Our results echo those of other studies, with some differences: in a convenience sample of younger PWIDs, Doherty et al. found women at higher risk of HIV infection but women were not more likely to be injected by their sexual partner when initiating injection [28]. Evans et al. found no significant differences between MWID and FWID in terms of education level, race, and housing [42].

This study shows that FWID have different needs, risk factors, and behaviors compared to MWID. Future studies are needed to develop improved prevention strategies for this population. High rates of sex partners who have ever injected drugs, depressive/anxiety symptoms and methamphetamine use among FWID highlight the need for gender-specific prevention approaches to slow HIV transmission. As mentioned in several studies, FWID can be a bridge for HIV transmission to the general population via sex risk behaviors [43, 44]. By focusing on injecting and HIV-related sexual behavior, this study complements the gender disparities data by socio characterizing differences, psychological issues and access to treatment services. Future studies to evaluate PWID continue to be needed to extend our knowledge of this population more fully.
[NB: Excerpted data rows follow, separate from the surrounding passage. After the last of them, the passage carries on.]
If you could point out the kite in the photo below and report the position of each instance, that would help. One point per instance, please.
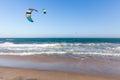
(44, 11)
(29, 12)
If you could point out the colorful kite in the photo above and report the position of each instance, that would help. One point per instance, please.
(29, 12)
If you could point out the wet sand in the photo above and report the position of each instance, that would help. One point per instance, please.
(88, 69)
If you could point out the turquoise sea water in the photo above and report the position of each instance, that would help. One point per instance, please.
(61, 47)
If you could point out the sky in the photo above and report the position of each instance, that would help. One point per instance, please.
(64, 18)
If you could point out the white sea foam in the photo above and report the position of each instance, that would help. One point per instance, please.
(92, 49)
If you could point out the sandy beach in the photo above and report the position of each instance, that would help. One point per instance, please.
(13, 73)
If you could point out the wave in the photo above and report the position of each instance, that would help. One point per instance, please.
(71, 54)
(65, 49)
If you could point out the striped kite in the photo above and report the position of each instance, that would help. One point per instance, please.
(28, 14)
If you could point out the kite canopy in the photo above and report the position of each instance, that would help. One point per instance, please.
(44, 11)
(29, 12)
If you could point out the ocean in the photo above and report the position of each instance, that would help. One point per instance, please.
(61, 47)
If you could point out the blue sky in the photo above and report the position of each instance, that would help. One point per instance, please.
(64, 18)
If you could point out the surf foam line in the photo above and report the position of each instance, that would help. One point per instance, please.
(64, 53)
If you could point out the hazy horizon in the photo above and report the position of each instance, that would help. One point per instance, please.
(64, 19)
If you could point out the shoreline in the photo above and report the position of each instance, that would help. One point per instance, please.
(7, 73)
(45, 68)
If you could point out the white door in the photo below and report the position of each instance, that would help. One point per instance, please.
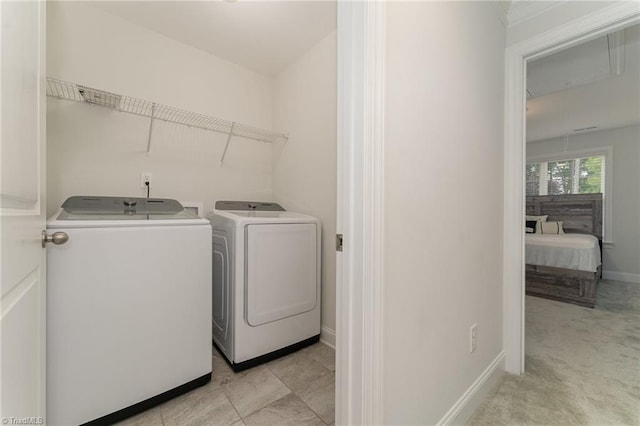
(22, 212)
(282, 274)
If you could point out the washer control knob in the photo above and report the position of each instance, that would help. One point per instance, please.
(56, 238)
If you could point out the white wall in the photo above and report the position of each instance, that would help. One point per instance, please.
(622, 258)
(96, 151)
(304, 169)
(443, 203)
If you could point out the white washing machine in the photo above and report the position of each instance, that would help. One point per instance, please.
(266, 281)
(128, 307)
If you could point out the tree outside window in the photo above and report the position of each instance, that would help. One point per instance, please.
(572, 176)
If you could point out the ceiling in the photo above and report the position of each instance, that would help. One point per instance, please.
(264, 36)
(589, 87)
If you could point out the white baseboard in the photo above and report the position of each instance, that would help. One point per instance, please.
(621, 276)
(477, 393)
(328, 336)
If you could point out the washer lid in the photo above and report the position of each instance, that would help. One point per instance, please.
(249, 206)
(126, 208)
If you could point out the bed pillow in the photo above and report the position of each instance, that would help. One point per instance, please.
(551, 228)
(530, 226)
(542, 218)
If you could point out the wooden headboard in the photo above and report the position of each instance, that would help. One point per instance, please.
(580, 213)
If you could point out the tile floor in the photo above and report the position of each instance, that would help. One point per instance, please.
(294, 390)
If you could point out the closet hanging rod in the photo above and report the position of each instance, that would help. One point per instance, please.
(78, 93)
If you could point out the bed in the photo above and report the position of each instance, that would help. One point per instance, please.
(565, 267)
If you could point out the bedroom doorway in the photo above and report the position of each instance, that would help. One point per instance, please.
(608, 20)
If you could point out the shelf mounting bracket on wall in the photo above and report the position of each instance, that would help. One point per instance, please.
(224, 153)
(153, 113)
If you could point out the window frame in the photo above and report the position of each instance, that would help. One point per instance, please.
(607, 153)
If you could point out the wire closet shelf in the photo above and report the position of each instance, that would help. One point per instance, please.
(78, 93)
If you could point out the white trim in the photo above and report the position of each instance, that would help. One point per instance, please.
(360, 194)
(621, 276)
(607, 153)
(477, 393)
(328, 336)
(608, 19)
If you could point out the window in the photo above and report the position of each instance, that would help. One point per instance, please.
(584, 175)
(575, 172)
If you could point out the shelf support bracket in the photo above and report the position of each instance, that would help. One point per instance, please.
(153, 113)
(224, 153)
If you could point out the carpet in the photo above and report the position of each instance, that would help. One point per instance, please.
(582, 365)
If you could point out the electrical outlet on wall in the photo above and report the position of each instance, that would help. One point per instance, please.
(473, 338)
(144, 178)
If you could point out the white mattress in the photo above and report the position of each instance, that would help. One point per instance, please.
(569, 251)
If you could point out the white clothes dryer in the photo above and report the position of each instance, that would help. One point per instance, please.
(266, 281)
(128, 307)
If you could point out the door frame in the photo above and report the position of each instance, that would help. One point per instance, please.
(360, 213)
(608, 19)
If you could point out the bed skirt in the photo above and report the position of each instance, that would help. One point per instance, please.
(564, 285)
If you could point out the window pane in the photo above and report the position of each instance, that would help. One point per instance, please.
(591, 175)
(572, 176)
(560, 177)
(533, 179)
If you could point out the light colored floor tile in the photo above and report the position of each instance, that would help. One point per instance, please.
(257, 389)
(323, 354)
(207, 405)
(298, 370)
(150, 417)
(222, 372)
(319, 395)
(289, 410)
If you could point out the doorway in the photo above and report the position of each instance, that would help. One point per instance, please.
(602, 22)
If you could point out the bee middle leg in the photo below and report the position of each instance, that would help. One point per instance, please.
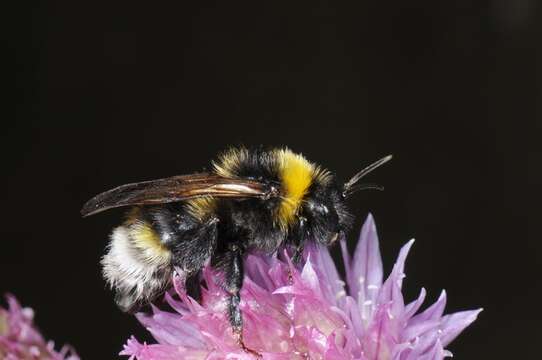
(233, 283)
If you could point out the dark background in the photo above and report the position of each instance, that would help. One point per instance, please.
(109, 93)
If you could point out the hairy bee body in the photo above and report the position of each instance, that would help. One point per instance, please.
(252, 201)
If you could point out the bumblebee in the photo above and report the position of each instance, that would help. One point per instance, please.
(251, 200)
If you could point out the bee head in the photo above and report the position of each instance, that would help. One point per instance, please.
(324, 216)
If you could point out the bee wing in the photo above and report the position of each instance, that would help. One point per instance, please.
(176, 188)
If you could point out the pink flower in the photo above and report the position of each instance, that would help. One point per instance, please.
(306, 313)
(20, 340)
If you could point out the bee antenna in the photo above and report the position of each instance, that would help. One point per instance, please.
(350, 186)
(360, 187)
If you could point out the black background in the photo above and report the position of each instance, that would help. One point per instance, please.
(105, 94)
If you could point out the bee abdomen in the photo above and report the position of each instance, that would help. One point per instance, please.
(137, 265)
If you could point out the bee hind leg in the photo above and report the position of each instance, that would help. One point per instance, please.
(232, 265)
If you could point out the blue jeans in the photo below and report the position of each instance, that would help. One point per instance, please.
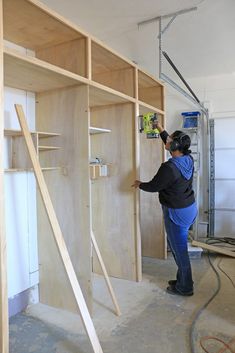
(177, 241)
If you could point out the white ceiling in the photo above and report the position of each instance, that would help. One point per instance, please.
(200, 43)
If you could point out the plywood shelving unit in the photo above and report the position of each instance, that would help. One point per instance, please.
(79, 83)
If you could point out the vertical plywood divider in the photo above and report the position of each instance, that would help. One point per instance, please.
(89, 327)
(4, 330)
(66, 112)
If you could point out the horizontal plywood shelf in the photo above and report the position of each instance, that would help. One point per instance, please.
(112, 71)
(31, 74)
(101, 95)
(17, 170)
(146, 108)
(47, 148)
(97, 130)
(15, 133)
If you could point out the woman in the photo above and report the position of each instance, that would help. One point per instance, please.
(173, 182)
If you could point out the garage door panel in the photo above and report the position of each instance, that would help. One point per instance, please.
(225, 194)
(225, 164)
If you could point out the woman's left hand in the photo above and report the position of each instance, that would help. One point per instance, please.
(136, 184)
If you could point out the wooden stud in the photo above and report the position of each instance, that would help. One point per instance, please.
(4, 327)
(137, 195)
(86, 319)
(106, 277)
(214, 248)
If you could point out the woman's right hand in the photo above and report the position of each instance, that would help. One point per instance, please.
(159, 127)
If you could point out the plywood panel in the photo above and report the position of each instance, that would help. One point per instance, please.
(120, 80)
(100, 96)
(104, 60)
(150, 90)
(66, 112)
(113, 199)
(23, 26)
(151, 219)
(4, 329)
(70, 56)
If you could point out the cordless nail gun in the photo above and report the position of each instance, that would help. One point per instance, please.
(148, 125)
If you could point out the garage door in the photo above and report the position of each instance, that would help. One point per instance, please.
(223, 167)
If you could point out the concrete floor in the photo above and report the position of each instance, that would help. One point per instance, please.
(152, 321)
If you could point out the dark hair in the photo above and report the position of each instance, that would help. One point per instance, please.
(181, 142)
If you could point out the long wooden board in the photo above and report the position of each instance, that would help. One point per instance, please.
(105, 273)
(214, 248)
(87, 322)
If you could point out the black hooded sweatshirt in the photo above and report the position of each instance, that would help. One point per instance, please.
(174, 190)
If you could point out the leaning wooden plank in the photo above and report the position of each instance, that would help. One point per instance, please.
(106, 277)
(88, 324)
(4, 326)
(214, 248)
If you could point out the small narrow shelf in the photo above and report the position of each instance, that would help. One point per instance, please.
(18, 159)
(13, 132)
(47, 134)
(97, 130)
(17, 170)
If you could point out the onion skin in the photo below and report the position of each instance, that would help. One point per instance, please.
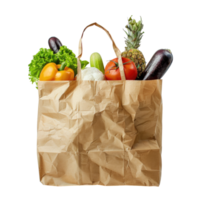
(157, 65)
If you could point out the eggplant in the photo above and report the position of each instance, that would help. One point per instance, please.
(157, 65)
(54, 43)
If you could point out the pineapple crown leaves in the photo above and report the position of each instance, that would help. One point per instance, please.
(133, 33)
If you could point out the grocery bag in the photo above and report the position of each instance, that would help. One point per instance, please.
(99, 133)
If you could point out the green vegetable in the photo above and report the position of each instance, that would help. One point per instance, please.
(45, 55)
(96, 60)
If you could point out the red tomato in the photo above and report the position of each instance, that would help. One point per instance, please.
(130, 69)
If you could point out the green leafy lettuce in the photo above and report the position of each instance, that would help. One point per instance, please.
(45, 55)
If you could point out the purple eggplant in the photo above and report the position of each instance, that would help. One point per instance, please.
(54, 43)
(157, 65)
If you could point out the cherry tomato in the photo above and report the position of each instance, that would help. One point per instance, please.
(112, 71)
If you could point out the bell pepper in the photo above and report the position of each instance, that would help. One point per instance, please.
(59, 72)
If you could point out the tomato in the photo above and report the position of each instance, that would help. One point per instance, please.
(130, 69)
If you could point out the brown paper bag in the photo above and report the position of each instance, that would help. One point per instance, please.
(99, 133)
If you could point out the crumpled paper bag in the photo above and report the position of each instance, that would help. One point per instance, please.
(99, 133)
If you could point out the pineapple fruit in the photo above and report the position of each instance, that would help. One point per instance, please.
(133, 42)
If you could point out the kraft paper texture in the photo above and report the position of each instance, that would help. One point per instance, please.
(99, 133)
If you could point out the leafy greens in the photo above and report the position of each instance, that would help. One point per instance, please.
(45, 55)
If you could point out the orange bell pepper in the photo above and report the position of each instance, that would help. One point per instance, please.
(53, 72)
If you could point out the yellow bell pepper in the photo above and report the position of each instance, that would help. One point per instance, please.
(53, 72)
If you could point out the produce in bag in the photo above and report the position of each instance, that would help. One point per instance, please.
(112, 71)
(133, 42)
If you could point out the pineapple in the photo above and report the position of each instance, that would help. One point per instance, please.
(133, 42)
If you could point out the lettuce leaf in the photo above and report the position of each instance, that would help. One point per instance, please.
(45, 55)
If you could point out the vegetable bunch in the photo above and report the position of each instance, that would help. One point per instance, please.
(45, 55)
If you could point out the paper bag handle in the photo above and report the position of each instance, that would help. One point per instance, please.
(114, 49)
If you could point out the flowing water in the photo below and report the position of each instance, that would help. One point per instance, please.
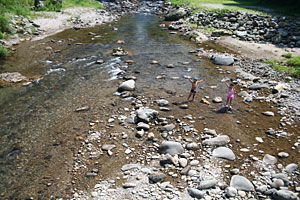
(38, 122)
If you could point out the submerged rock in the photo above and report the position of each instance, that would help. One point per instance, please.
(195, 193)
(223, 60)
(146, 115)
(12, 77)
(217, 141)
(127, 86)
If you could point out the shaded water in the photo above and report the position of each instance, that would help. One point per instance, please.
(38, 122)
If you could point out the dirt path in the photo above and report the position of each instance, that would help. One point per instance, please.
(53, 22)
(256, 50)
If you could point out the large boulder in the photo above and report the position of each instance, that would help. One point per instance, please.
(127, 86)
(146, 115)
(223, 60)
(176, 14)
(195, 193)
(171, 148)
(284, 195)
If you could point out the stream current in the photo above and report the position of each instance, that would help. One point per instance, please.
(39, 123)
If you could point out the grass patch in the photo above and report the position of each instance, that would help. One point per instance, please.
(287, 55)
(288, 7)
(17, 7)
(51, 5)
(4, 24)
(83, 3)
(295, 62)
(3, 52)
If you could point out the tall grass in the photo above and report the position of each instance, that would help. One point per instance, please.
(3, 52)
(290, 7)
(18, 7)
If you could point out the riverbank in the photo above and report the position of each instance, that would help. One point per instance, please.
(79, 135)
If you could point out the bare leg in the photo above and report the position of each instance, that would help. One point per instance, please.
(227, 102)
(193, 96)
(189, 96)
(230, 102)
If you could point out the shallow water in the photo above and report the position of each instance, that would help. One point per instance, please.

There were several limitations in this study. As with most studies on risk behaviors for drug use and sexual behaviors, much of the information is gathered through self-report and participants may have difficulty recalling information or there might be social desirability bias in reporting undesirable behaviors such as sex work or unsafe sex. Of note, the partner CBOs dedicated to support workers in DRIVE reported that sex work was underreported. As an interviewer-administered questionnaire, there may be differences with respect to the interviewer reading the questions or recording the responses, despite extensive training. Continuous quality control had been undertaken to avoid these errors. Finally, as this was a cross-sectional study, we cannot establish temporality with respect to the results reported.

Conclusion

In the Vietnamese context, FWID have less access to MOUD including methadone, they experience limited effectiveness of ARV treatment, are at higher risk for methamphetamine use and sexual risk, and have more need for mental health care compared to MWID. Interventions targeting this vulnerable population are needed, possibly through community organizations and peer educators.